Short version of this, is that my Dad died earlier this year and it turns out his estate is a mess and he has, in fact, left his wife (not my M) homeless. (It is a different country so inheritance arrangements are wildly different). Not only that, he failed to have any conversation with me about what I needed to do to sort out his affairs in the UK. And as his only child, I am now lumbered with some increasingly convoluted legal processes across two continents for a woman I barely know but can't leave her without a roof over her head in her 70s. Dad had Parkinson's and has had plenty of time to speak to me and get it sorted.

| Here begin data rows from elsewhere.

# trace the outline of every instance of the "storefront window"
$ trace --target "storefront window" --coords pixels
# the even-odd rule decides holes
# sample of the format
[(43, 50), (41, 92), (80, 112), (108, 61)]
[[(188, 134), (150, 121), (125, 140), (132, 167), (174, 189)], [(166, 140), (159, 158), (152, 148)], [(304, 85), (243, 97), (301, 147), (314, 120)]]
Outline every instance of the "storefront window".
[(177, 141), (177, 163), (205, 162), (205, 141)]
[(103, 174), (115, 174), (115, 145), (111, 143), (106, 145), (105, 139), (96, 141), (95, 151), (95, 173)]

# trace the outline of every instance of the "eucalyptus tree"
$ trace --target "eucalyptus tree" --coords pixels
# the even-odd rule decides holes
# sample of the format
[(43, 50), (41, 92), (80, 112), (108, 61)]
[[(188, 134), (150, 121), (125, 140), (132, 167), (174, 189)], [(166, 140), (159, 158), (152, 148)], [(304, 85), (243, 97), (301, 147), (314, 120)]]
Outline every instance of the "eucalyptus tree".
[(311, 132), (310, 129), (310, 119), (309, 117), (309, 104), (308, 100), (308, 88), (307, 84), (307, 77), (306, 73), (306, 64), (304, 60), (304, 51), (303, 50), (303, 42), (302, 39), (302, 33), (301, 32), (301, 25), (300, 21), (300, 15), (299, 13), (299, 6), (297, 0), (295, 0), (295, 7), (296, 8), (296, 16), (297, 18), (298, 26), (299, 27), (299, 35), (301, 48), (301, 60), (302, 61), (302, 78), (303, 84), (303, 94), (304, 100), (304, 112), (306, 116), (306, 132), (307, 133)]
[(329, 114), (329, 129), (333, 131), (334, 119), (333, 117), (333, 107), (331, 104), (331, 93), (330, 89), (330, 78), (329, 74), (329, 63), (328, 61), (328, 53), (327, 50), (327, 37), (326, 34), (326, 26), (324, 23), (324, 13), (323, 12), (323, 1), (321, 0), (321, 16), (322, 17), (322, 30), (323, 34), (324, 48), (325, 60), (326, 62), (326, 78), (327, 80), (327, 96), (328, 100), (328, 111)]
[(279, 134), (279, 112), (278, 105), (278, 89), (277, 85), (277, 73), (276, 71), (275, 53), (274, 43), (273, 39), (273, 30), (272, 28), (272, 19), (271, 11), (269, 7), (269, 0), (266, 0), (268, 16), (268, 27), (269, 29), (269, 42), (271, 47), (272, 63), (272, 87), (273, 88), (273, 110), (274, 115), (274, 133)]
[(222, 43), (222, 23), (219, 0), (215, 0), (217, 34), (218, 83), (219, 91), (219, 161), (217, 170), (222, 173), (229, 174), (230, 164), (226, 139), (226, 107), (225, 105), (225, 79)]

M - ongoing issues with very complex conditions including dementia, personality disorder and ongoing mental health issues. Has also, in this case deliberately, left her affairs in an absolute mess. This time out of spite, even telling her neighbours and friends she was doing this. She is now in a nursing home and deeply unhappy about it. But what should be a simple handover to the authorities to sort seems to be an ongoing issue, caught up in all sorts of legal wranglings which I can't go into details about.
I honestly am so disappointed, stressed and fed up. Neither parent was great - often downright awful. But essentially both very selfish. I left them to it when I was 18, dipping in and out when I chose to. But now I can't seem to escape it as the whole "Next of Kin" thing has kicked in, despite never wanting to be it, and I have the horrendous luck of sorting out their messes... yet again.
Please tell me that this will eventually pass, if all I do is keep putting one foot in front of the other? Or share your stories of leaving it all the f**k alone so I can work out whether just walking away is really an option?